Ghana’s opposition led a second day of protests Wednesday over the high cost of living and record inflation. Police fired tear gas at protesters Tuesday and made several arrests.
Clad in red and black, the hundreds of protesters chanted war songs while wielding signs and placards with inscriptions like, “Mr. President, where is our money?” and “the high cost of living will kill us.”
Police fired tear gas and used water cannon to disperse the crowd following a standoff over the proper marching route. The protesters threw stones and other objects at the police while burning car tires.
In a text to VOA, police spokesperson Grace Ansah-Akrofi said 12 personnel were injured in the melee, adding that 29 of the rioters have been arrested. Her text said police have reviewed video footage of the event and that all other persons who took part in the attacks and incited the violence “will be arrested and brought to face justice.”
The protests entered a second day on Wednesday. Yaw Barimah, a taxi driver and member of Arise Ghana, the group organizing the protest, spoke to VOA in Accra. Barimah says, “I campaigned for President Akufo-Addo to come to power. But today we’re suffering. What is our crime? We can’t afford rent and we’re sleeping outside. The youths are jobless. President Akufo-Addo has turned deaf ears to our plight. Ghanaians, let’s vote him out. We won’t stop demonstrating until things get better in Ghana.”
International relations and security expert Adam Bonaa condemned the chaotic nature of the protest, saying it overshadowed the objective of the exercise, which is to rejuvenate Ghana’s economy.
“But unfortunately, we’re discussing the demonstrators and the police. Meanwhile, these two groups have nothing to do with how this country is run. I would advise the leaders of the demonstrators to stick to the original plan of highlighting the challenges we’re all faced with.
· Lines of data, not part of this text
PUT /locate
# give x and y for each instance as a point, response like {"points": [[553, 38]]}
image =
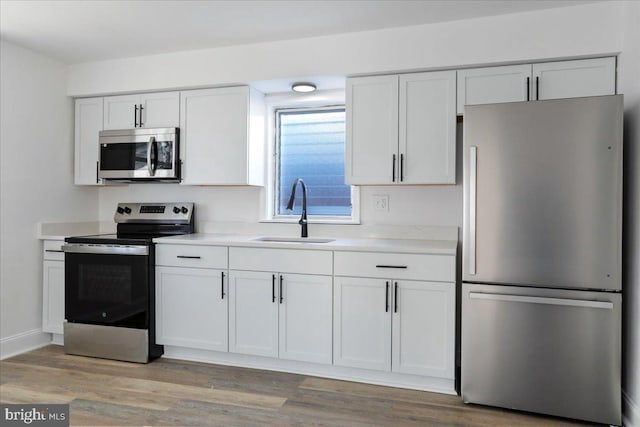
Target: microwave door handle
{"points": [[151, 166]]}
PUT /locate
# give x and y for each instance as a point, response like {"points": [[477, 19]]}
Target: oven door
{"points": [[107, 284], [145, 154]]}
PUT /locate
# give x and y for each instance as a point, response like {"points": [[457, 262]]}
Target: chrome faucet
{"points": [[303, 218]]}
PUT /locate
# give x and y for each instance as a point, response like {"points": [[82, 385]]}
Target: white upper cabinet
{"points": [[149, 110], [88, 122], [427, 143], [372, 130], [531, 82], [222, 136], [570, 79], [401, 129], [492, 85]]}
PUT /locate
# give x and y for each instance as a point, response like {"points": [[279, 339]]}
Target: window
{"points": [[310, 144]]}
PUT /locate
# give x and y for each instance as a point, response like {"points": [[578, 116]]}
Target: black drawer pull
{"points": [[386, 298], [395, 298]]}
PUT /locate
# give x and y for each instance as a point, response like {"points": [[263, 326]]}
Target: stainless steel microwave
{"points": [[139, 155]]}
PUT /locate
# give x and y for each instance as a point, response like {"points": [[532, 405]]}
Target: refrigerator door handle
{"points": [[473, 159], [542, 300]]}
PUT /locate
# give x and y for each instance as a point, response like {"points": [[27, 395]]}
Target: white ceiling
{"points": [[83, 31]]}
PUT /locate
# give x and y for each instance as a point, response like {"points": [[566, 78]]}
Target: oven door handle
{"points": [[79, 248]]}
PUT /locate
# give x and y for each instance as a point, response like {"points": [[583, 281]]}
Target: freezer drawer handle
{"points": [[542, 300]]}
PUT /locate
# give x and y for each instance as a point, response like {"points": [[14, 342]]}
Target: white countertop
{"points": [[414, 246]]}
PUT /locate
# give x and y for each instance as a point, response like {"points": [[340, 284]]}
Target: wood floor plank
{"points": [[180, 393], [250, 400]]}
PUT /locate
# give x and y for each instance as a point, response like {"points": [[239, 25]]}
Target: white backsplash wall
{"points": [[432, 205]]}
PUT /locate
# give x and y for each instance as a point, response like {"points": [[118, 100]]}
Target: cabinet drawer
{"points": [[192, 256], [440, 268], [53, 250], [281, 260]]}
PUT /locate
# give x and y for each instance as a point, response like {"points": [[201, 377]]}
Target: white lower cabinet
{"points": [[399, 325], [192, 308], [362, 328], [305, 318], [423, 328], [253, 313], [285, 312], [53, 287], [280, 315], [373, 315]]}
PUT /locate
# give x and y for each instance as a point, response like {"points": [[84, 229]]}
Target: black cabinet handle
{"points": [[393, 169], [386, 299], [395, 298], [273, 288], [222, 287]]}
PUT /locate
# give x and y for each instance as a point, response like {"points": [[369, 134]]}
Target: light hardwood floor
{"points": [[178, 393]]}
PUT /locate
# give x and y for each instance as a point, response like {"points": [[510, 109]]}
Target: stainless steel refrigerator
{"points": [[542, 257]]}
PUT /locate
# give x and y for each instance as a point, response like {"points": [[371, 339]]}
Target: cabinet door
{"points": [[88, 122], [371, 155], [571, 79], [427, 146], [120, 112], [362, 323], [53, 296], [253, 313], [306, 318], [423, 328], [493, 85], [191, 308], [160, 110], [214, 136]]}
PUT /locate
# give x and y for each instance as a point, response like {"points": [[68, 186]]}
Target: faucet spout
{"points": [[303, 218]]}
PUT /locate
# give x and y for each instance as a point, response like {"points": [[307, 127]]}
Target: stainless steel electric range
{"points": [[110, 283]]}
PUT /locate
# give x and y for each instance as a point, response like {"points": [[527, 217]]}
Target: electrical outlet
{"points": [[381, 202]]}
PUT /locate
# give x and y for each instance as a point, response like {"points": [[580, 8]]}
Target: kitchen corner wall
{"points": [[36, 184]]}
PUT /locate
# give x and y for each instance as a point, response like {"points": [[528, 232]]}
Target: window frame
{"points": [[321, 100]]}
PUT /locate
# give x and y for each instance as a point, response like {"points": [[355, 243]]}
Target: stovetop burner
{"points": [[140, 223]]}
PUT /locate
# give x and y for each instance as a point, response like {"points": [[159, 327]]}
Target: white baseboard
{"points": [[630, 411], [414, 382], [23, 342]]}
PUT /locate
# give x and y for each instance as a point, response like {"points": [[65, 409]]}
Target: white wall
{"points": [[629, 66], [36, 183], [554, 33]]}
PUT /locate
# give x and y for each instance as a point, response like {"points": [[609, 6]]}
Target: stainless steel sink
{"points": [[292, 240]]}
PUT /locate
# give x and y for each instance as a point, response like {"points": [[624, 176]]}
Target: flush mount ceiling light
{"points": [[303, 87]]}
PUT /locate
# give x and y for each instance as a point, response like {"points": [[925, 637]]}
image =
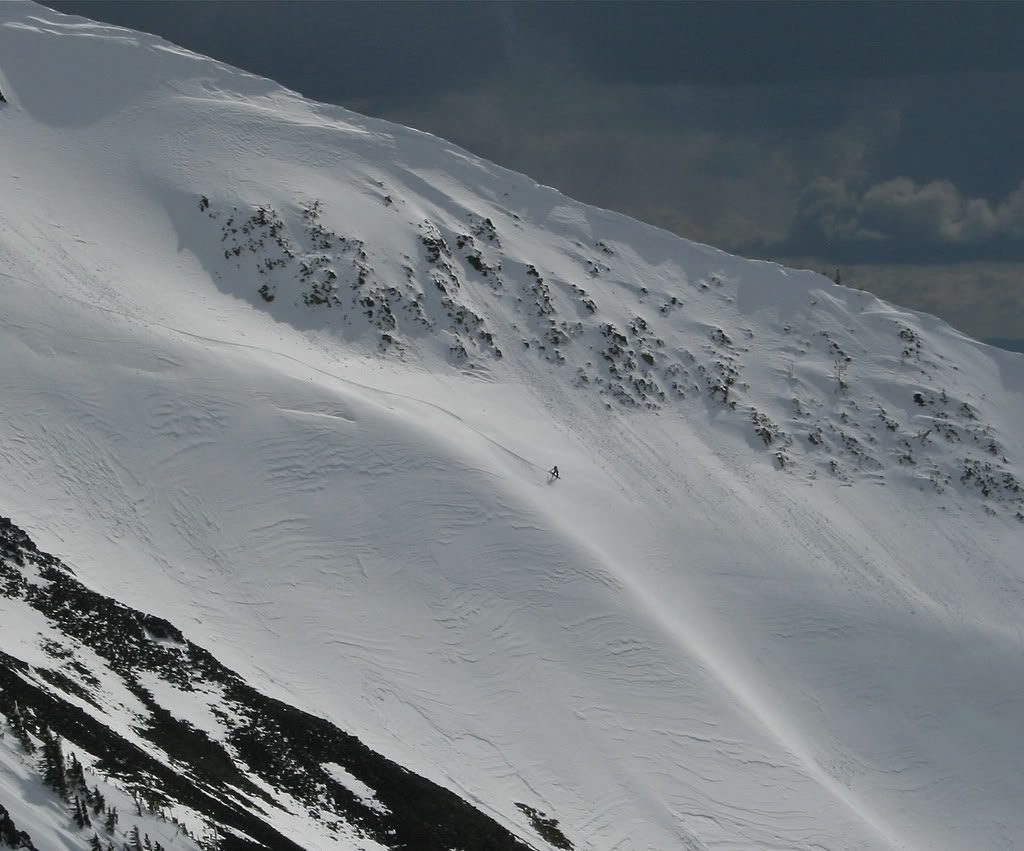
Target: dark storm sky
{"points": [[884, 137]]}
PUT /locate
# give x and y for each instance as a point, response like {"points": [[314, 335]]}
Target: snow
{"points": [[36, 810], [677, 644]]}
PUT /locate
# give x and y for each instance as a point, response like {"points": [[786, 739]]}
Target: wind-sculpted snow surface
{"points": [[291, 379]]}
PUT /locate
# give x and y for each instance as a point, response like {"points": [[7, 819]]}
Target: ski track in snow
{"points": [[676, 645]]}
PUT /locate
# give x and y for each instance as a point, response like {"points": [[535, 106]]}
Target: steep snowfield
{"points": [[758, 610]]}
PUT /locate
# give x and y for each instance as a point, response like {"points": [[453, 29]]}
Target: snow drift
{"points": [[291, 378]]}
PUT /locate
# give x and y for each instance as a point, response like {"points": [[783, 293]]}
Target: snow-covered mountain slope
{"points": [[291, 379]]}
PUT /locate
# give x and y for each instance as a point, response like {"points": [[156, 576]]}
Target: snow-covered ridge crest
{"points": [[291, 379]]}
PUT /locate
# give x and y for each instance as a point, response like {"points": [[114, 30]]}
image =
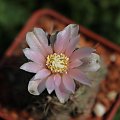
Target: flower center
{"points": [[57, 63]]}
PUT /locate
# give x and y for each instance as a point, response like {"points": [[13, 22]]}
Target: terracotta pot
{"points": [[34, 21]]}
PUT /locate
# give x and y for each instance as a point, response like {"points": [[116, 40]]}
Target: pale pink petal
{"points": [[36, 87], [57, 79], [62, 93], [81, 53], [72, 45], [34, 56], [31, 67], [74, 29], [42, 37], [76, 74], [50, 84], [90, 63], [62, 40], [42, 74], [34, 43], [68, 83], [75, 63]]}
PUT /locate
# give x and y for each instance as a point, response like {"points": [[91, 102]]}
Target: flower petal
{"points": [[74, 29], [81, 53], [75, 63], [62, 40], [68, 83], [62, 93], [31, 67], [79, 76], [41, 35], [90, 63], [72, 45], [57, 79], [50, 84], [42, 74], [34, 43], [36, 87], [34, 55]]}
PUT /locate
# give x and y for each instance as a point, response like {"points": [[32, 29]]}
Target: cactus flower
{"points": [[59, 64]]}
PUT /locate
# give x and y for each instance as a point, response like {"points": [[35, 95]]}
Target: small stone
{"points": [[99, 110], [112, 95], [113, 57]]}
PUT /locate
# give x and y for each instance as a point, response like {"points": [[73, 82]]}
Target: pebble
{"points": [[112, 95], [99, 110]]}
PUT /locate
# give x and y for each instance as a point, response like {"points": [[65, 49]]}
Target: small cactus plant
{"points": [[71, 75]]}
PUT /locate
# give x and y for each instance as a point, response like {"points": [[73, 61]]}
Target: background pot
{"points": [[35, 20]]}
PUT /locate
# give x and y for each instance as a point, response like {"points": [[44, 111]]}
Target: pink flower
{"points": [[57, 66]]}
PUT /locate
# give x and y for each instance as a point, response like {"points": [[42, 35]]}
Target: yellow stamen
{"points": [[57, 63]]}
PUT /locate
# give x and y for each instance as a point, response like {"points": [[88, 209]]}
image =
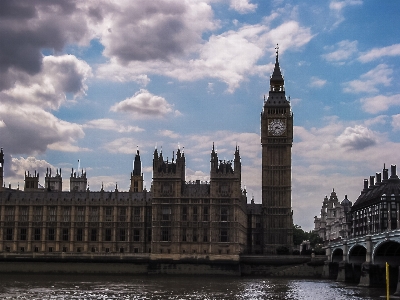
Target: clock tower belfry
{"points": [[276, 141]]}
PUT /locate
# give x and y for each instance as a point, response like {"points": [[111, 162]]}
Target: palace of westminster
{"points": [[175, 219]]}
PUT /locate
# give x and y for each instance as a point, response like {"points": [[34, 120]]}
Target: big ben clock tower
{"points": [[276, 141]]}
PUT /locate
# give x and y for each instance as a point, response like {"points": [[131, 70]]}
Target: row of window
{"points": [[194, 235], [196, 213], [93, 234], [80, 213]]}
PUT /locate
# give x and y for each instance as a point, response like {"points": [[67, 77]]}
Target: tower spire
{"points": [[276, 80]]}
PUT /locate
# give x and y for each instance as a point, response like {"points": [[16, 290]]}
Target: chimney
{"points": [[378, 177], [393, 171], [385, 173], [371, 181], [365, 184]]}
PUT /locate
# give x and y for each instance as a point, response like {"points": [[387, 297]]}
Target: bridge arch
{"points": [[337, 255], [357, 254], [387, 251]]}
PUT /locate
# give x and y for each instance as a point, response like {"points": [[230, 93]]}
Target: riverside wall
{"points": [[269, 266]]}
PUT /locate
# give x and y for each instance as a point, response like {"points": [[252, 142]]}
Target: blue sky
{"points": [[94, 80]]}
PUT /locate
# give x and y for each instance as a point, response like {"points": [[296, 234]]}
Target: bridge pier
{"points": [[330, 270], [367, 268], [343, 268]]}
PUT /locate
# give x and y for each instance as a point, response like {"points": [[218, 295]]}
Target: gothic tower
{"points": [[276, 141], [77, 182], [53, 183], [137, 175]]}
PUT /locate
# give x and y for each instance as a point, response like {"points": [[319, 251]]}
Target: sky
{"points": [[96, 80]]}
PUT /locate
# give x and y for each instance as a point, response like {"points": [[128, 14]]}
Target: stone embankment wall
{"points": [[271, 266]]}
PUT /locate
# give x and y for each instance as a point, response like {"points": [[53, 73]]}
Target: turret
{"points": [[225, 176], [1, 168], [136, 175], [31, 181], [53, 183]]}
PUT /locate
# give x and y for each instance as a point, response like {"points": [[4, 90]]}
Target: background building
{"points": [[333, 222]]}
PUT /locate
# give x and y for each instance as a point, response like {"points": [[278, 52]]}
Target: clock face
{"points": [[276, 127]]}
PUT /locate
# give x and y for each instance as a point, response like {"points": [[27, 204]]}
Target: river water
{"points": [[89, 287]]}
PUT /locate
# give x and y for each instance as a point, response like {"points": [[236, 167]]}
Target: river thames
{"points": [[31, 286]]}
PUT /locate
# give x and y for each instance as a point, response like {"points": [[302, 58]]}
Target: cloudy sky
{"points": [[94, 80]]}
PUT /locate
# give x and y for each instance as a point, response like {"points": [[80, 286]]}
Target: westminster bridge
{"points": [[362, 259]]}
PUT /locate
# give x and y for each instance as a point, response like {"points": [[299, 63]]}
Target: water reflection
{"points": [[175, 287]]}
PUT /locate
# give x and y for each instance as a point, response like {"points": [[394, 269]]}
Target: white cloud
{"points": [[396, 122], [367, 83], [31, 164], [48, 88], [379, 103], [377, 53], [144, 30], [357, 138], [339, 5], [317, 82], [337, 8], [229, 57], [30, 129], [169, 133], [109, 124], [122, 145], [343, 51], [145, 105], [243, 6]]}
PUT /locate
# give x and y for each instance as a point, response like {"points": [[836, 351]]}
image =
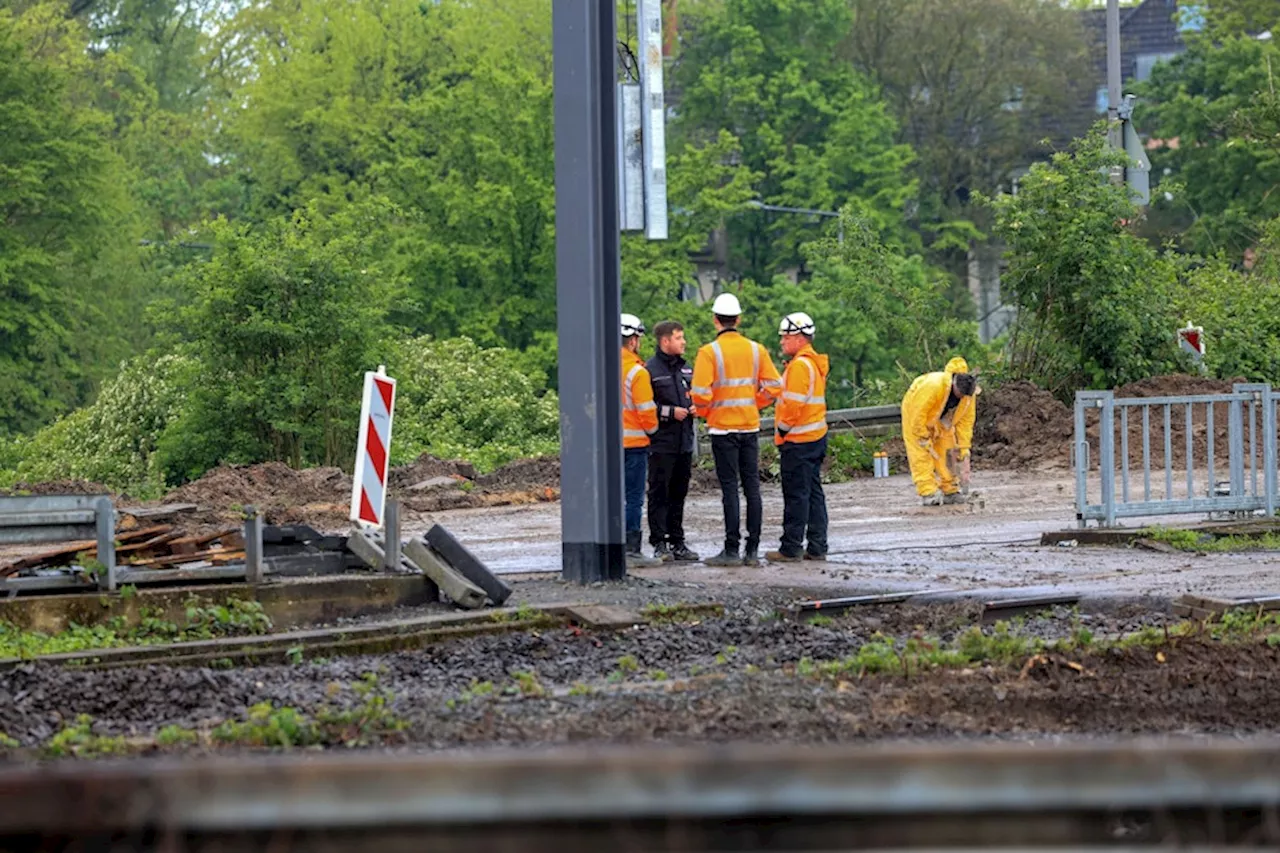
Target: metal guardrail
{"points": [[64, 518], [739, 797], [868, 420], [1249, 413]]}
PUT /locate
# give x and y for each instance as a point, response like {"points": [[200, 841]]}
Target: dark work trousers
{"points": [[634, 464], [737, 460], [668, 486], [804, 505]]}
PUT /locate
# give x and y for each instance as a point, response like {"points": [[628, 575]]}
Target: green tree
{"points": [[67, 247], [1210, 108], [283, 320], [972, 86], [1093, 299], [446, 109], [769, 72]]}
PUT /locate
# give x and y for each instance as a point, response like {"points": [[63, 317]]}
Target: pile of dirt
{"points": [[60, 487], [1175, 386], [428, 468], [531, 474], [1020, 425]]}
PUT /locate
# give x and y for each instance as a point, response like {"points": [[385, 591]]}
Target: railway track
{"points": [[711, 798]]}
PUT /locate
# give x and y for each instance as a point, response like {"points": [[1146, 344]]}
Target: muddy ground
{"points": [[746, 675]]}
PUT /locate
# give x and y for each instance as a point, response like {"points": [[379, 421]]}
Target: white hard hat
{"points": [[726, 305], [798, 323]]}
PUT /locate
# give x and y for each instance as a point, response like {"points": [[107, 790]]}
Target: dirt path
{"points": [[881, 539]]}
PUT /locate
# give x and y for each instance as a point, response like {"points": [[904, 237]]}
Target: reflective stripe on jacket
{"points": [[639, 410], [924, 401], [801, 413], [734, 378]]}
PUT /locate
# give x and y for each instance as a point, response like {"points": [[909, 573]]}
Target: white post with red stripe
{"points": [[373, 450]]}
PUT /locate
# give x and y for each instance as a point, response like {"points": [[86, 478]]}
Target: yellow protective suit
{"points": [[928, 436]]}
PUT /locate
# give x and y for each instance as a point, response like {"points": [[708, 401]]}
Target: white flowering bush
{"points": [[112, 441], [457, 400]]}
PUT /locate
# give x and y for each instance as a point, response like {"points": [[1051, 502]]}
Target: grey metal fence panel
{"points": [[1251, 450]]}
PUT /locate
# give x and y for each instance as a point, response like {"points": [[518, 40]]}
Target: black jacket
{"points": [[671, 379]]}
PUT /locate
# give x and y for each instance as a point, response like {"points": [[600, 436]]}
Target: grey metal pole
{"points": [[588, 291], [1114, 76]]}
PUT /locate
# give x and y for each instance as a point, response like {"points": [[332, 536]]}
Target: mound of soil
{"points": [[524, 475], [60, 487], [1020, 425], [266, 486]]}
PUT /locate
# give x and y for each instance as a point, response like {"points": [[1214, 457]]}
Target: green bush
{"points": [[113, 441], [458, 400]]}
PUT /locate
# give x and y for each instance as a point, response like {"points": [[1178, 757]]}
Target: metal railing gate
{"points": [[1189, 483]]}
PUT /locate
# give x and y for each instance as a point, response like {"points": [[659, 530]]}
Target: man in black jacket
{"points": [[671, 448]]}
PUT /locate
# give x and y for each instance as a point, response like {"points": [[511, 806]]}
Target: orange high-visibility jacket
{"points": [[639, 410], [923, 404], [734, 379], [801, 413]]}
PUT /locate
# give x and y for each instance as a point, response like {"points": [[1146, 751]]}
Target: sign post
{"points": [[373, 450]]}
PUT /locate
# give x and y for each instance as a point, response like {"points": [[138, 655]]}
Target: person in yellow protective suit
{"points": [[937, 418]]}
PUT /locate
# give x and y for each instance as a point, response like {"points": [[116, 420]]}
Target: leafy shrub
{"points": [[458, 400], [113, 441]]}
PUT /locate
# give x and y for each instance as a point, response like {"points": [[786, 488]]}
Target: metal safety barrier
{"points": [[64, 518], [1155, 473]]}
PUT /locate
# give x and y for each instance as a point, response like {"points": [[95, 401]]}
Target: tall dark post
{"points": [[588, 290]]}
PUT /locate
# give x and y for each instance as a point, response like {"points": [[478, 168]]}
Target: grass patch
{"points": [[202, 620]]}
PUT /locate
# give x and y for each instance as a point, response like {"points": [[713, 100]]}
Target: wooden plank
{"points": [[63, 552], [191, 544], [178, 559]]}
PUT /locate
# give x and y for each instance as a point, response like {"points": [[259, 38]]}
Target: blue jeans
{"points": [[635, 463]]}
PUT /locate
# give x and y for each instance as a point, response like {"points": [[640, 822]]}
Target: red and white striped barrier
{"points": [[373, 450]]}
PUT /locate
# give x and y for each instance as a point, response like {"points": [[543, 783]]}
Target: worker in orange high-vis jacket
{"points": [[800, 433], [734, 378], [937, 418], [639, 422]]}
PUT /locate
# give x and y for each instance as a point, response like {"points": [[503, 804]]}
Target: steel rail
{"points": [[629, 787]]}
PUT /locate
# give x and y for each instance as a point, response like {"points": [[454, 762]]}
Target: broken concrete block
{"points": [[455, 587], [467, 564]]}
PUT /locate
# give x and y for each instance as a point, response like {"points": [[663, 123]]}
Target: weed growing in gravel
{"points": [[275, 726], [528, 684], [173, 735], [204, 621], [80, 742], [681, 612]]}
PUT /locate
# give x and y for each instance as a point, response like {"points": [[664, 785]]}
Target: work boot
{"points": [[680, 552], [635, 556], [725, 557]]}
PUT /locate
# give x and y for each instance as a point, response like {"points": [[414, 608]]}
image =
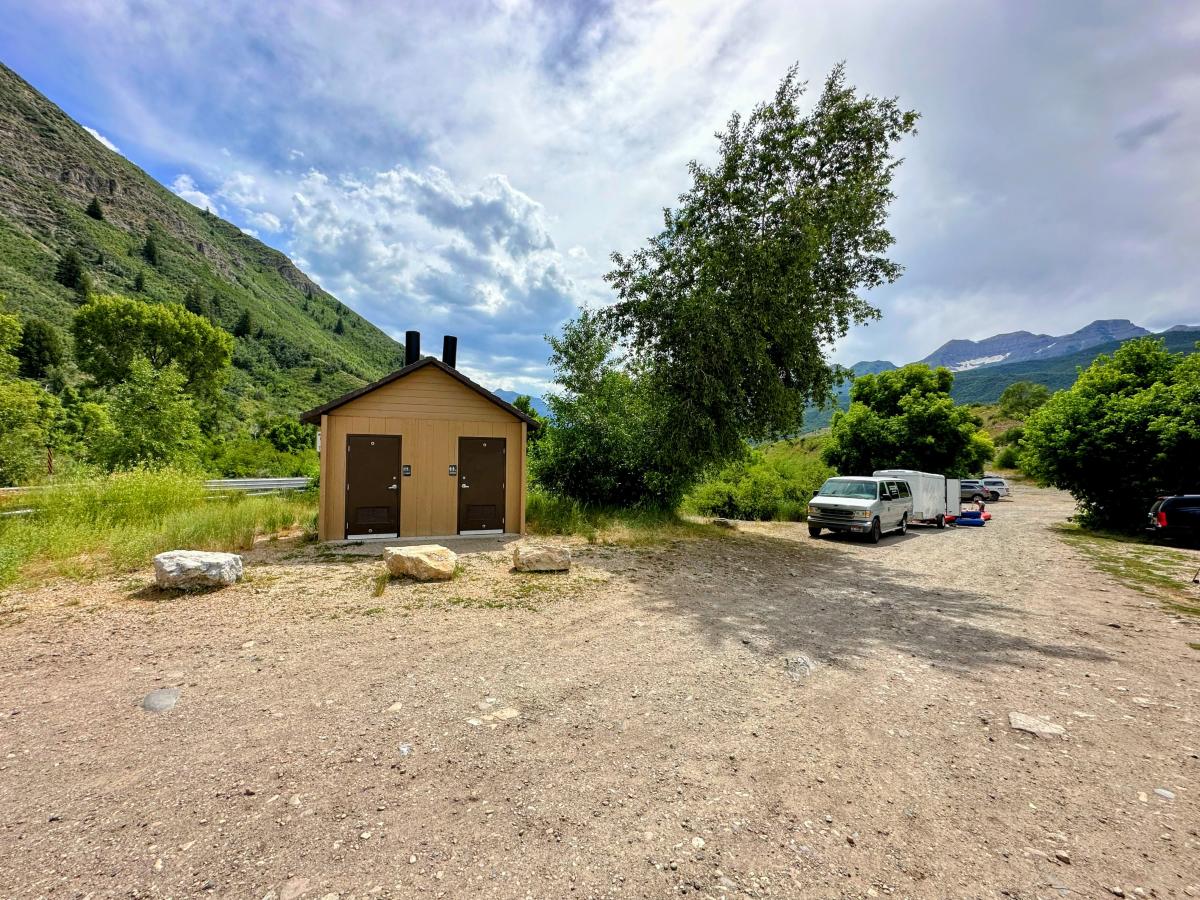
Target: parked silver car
{"points": [[861, 505]]}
Whether you belong to A or B we’re all in this together.”
A government spokesperson, Palgrave Boakye-Danquah, said officials acknowledge the economic woes, but that global events are chiefly to blame.
Boakye-Danquah said the government will continue to have an open-door policy to address the concerns of citizens.
“Government is there to meet all the needs of the Ghanaian people. And I do not think our government is oblivious to all the challenges that are bewildering this world, which is why we have made pragmatic steps to address these issues.”
To reduce expenditures, the government recently banned foreign travel for officials except in critical situations, and members of the executive arm reduced their wages by 30 percent.
The government also scrapped some taxes on fuel.